Setor mais atingido na região diz respeito às exportações de tilápias que, somente neste ano, somam mais da metade do valor exportado, quase R$ 60 milhões
Paraná é o maior produtor de tilápias do Brasil com quase dois terços da produção CRÉDITO: Jonathan Campos / AEN

Uma bomba fiscal paira sobre o agronegócio do oeste do Paraná. A decisão do governo norte-americano de Donald Trump de aplicar uma tarifa de 50% sobre produtos brasileiros, entre eles carnes e proteína em geral vão comprometer seriamente o desempenho de exportações para os EUA da principal região produtora de proteína animal do Brasil: o oeste do Paraná. Dados do Ministério da Indústria, Comércio Exterior e Serviços (Mdic) indicam que, somente no primeiro semestre de 2025, as sete maiores economias do oeste paranaense – Cascavel, Toledo, Foz do Iguaçu, Medianeira, Cafelândia, Palotina e Marechal Cândido Rondon, movimentaram quase R$ 100 milhões em exportações para os Estados Unidos. E grande parte desse montante — mais de 87% em volume físico — foi gerado justamente por proteínas sobretudo de peixes como tilápias, outras carnes, crustáceos e produtos afins.

“Não temos dúvidas que será um segmento altamente afetado e por ser base das exportações regionais, um dos mercados importantes à região será impactado: as exportações de tilápia já que uma fatia gigante da produção regional, que é maior do país, vai para os EUA”, descreve o economista Rui São Pedro.

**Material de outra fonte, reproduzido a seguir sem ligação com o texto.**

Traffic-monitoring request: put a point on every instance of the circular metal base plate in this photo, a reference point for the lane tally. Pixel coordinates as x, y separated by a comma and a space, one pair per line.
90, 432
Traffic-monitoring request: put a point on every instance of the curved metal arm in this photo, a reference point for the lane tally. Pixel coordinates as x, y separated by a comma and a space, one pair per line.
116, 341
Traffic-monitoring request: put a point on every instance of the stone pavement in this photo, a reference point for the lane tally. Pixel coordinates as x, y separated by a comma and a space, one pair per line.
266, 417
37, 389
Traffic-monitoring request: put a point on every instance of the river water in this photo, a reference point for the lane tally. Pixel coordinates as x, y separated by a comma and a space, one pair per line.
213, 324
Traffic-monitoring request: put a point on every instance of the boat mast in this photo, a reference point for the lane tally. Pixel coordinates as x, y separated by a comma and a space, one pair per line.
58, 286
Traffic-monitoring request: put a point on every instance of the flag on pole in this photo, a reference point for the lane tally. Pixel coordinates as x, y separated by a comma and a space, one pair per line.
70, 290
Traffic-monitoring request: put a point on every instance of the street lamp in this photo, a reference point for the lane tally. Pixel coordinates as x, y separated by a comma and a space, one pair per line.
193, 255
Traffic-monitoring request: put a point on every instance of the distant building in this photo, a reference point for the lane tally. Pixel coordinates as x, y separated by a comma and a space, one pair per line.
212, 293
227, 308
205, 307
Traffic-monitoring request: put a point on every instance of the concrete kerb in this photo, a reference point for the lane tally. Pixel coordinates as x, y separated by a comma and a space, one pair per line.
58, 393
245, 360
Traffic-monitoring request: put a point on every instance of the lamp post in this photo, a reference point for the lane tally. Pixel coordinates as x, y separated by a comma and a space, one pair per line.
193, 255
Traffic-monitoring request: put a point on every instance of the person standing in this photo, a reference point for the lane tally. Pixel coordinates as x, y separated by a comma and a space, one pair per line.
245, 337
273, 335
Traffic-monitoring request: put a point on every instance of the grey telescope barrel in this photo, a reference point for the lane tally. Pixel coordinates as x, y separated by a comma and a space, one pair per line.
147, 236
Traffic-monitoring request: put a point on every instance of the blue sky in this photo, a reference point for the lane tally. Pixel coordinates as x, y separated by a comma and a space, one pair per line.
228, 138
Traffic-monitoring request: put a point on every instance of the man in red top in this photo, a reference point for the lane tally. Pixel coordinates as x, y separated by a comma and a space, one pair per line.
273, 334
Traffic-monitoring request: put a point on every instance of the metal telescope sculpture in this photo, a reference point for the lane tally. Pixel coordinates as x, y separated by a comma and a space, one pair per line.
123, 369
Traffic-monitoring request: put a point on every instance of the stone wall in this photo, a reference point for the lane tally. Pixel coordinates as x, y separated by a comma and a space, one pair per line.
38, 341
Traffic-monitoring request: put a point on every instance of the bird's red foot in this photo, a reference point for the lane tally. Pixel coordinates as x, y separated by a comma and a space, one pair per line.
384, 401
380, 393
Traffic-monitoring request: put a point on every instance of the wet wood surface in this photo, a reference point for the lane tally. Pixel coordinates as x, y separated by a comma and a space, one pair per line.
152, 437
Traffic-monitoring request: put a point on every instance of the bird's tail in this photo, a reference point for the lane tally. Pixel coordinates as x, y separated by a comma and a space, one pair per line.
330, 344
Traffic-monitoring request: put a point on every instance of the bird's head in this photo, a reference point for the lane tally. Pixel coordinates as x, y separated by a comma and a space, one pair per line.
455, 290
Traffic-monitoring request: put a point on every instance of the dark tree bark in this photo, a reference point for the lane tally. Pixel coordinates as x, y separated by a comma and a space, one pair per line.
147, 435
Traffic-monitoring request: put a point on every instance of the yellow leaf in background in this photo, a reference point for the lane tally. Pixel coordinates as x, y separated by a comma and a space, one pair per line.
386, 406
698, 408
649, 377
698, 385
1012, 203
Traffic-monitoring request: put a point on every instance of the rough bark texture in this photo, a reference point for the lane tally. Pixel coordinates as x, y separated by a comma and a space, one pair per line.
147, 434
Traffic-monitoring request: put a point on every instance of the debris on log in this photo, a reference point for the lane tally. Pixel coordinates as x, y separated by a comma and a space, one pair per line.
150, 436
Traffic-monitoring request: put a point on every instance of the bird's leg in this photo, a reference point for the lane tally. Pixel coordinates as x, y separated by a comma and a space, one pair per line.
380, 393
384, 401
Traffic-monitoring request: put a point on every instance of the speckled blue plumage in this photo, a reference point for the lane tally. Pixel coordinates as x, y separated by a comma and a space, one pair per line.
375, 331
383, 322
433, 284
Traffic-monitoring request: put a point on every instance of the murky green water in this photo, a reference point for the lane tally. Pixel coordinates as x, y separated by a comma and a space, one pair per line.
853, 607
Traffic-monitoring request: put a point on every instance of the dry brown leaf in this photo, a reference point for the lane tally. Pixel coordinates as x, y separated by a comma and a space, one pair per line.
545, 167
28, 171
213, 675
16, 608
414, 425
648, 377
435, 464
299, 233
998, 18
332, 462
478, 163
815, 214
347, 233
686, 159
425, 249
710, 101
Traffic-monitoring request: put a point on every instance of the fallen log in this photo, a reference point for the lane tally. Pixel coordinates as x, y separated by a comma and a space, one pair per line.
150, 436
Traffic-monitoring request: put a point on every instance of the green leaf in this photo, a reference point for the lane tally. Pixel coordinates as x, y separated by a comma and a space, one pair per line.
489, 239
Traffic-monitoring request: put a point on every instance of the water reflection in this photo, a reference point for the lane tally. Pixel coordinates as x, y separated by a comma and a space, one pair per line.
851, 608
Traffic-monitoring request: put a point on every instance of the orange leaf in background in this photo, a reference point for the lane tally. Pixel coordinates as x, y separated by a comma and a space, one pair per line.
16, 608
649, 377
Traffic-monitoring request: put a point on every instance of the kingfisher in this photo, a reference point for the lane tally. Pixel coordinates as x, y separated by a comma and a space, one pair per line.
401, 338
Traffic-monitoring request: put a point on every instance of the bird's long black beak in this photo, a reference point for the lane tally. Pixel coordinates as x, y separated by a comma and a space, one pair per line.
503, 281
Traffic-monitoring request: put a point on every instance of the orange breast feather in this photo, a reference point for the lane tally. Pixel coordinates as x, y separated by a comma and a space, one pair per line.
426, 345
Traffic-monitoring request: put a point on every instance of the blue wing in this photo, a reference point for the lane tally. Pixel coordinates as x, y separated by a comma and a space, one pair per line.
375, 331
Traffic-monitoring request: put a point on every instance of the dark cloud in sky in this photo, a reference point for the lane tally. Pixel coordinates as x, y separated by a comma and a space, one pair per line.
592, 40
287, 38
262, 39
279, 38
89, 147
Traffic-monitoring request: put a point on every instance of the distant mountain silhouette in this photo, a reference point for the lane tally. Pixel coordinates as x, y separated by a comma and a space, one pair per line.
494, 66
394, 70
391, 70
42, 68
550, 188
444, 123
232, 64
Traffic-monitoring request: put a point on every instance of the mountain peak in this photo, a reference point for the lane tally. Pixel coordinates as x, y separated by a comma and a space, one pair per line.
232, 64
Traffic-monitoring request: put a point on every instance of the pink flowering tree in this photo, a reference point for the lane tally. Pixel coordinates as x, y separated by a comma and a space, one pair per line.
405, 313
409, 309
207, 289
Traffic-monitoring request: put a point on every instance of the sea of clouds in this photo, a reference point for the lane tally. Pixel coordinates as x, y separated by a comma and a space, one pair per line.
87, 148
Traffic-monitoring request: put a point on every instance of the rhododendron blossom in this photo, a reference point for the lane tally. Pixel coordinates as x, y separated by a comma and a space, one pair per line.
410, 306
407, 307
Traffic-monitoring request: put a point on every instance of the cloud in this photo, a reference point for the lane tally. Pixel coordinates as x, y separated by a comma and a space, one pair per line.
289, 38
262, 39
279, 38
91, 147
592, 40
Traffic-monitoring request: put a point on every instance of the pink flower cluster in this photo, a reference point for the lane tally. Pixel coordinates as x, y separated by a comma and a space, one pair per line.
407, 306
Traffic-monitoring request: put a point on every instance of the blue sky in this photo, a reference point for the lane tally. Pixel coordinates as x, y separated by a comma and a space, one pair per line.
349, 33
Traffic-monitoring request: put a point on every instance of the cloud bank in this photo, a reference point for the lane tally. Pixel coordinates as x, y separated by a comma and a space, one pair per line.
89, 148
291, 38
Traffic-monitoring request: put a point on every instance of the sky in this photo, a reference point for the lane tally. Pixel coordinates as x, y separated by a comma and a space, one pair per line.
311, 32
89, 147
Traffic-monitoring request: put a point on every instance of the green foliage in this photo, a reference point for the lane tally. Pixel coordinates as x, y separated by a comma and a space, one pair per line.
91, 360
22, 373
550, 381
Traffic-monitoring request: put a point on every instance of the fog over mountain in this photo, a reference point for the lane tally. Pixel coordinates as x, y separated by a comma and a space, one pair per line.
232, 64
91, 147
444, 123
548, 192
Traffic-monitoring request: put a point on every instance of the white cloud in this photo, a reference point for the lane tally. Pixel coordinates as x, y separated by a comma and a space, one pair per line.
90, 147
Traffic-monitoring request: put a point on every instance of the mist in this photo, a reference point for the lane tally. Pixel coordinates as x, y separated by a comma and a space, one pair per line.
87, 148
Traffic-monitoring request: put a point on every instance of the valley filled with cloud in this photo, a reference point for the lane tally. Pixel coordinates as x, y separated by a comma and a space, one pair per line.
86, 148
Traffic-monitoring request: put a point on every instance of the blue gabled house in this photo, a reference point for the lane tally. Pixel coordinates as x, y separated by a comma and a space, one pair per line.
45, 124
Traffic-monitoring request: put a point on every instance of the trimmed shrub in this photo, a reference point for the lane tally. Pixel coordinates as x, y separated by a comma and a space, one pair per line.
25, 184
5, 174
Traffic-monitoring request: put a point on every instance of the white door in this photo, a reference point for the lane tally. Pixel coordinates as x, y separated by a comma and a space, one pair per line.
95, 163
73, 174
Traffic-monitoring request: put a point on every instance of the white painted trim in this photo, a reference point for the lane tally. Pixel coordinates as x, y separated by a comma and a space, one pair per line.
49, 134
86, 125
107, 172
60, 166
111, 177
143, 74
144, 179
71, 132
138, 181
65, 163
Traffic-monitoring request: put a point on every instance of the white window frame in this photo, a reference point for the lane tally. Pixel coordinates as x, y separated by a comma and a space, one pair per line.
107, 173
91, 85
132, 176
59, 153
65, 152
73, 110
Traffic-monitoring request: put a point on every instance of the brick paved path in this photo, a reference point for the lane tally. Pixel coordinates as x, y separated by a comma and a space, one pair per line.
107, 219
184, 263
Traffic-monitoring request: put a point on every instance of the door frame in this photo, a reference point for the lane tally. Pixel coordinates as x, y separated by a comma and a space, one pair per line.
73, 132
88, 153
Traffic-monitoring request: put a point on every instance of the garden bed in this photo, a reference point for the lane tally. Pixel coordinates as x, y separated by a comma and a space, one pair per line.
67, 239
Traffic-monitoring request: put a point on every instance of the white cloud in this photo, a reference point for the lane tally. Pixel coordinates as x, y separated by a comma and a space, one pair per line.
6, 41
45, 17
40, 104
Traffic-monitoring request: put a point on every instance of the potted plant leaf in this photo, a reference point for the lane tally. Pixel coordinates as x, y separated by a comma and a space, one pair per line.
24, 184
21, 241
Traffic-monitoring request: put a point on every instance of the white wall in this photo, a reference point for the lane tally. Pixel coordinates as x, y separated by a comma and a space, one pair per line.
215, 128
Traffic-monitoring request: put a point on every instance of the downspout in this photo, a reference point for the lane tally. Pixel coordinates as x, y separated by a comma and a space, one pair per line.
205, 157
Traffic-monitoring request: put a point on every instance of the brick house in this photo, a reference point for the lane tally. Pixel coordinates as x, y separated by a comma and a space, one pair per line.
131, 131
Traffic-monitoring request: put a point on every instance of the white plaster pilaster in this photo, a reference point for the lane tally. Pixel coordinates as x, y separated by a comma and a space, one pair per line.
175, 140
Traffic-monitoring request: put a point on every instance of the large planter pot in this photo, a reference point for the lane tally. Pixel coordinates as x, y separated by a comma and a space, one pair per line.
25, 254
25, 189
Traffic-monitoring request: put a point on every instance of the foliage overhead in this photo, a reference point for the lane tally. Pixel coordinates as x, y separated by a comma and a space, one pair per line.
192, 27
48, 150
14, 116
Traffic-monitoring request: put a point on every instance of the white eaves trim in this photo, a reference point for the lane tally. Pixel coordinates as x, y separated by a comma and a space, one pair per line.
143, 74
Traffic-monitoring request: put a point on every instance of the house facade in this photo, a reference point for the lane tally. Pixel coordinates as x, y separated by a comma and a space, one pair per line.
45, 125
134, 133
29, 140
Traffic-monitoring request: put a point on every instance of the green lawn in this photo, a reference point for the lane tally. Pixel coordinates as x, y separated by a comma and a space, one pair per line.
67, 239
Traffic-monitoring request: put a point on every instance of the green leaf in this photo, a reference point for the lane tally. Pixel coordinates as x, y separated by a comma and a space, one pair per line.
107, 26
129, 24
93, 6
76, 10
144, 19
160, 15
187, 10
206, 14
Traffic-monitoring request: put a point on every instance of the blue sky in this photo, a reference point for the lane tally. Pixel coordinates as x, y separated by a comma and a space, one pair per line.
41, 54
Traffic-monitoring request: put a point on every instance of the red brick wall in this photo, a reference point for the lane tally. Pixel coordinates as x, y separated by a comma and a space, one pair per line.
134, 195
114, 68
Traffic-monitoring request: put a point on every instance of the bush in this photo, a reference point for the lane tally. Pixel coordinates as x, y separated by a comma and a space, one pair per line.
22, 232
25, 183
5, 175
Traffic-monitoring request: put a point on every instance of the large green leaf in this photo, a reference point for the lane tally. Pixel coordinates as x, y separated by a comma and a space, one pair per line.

Os números são contundentes. Apenas os produtos classificados na categoria que abrange peixes, crustáceos e moluscos movimentaram, juntos, cerca de US$ 14,7 milhões e quase 3,4 milhões de quilos líquidos em exportações. Quando se somam os volumes de carnes e derivados, o peso desses produtos fica ainda mais evidente, reforçando o risco da nova taxação representa para a estrutura econômica da região. “E o impacto não se restringe às empresas exportadoras: ele reverbera em toda a cadeia regional, do pequeno produtor ao transporte, passando por cooperativas, processadoras, frigoríficos e empregos diretos e indiretos. Em um primeiro momento esses produtos devem ser lançados ao mercado interno, porém, as exportações sustentam a estrutura das cooperativas e indústrias. Se forem mantidas, haverá desemprego”, completa.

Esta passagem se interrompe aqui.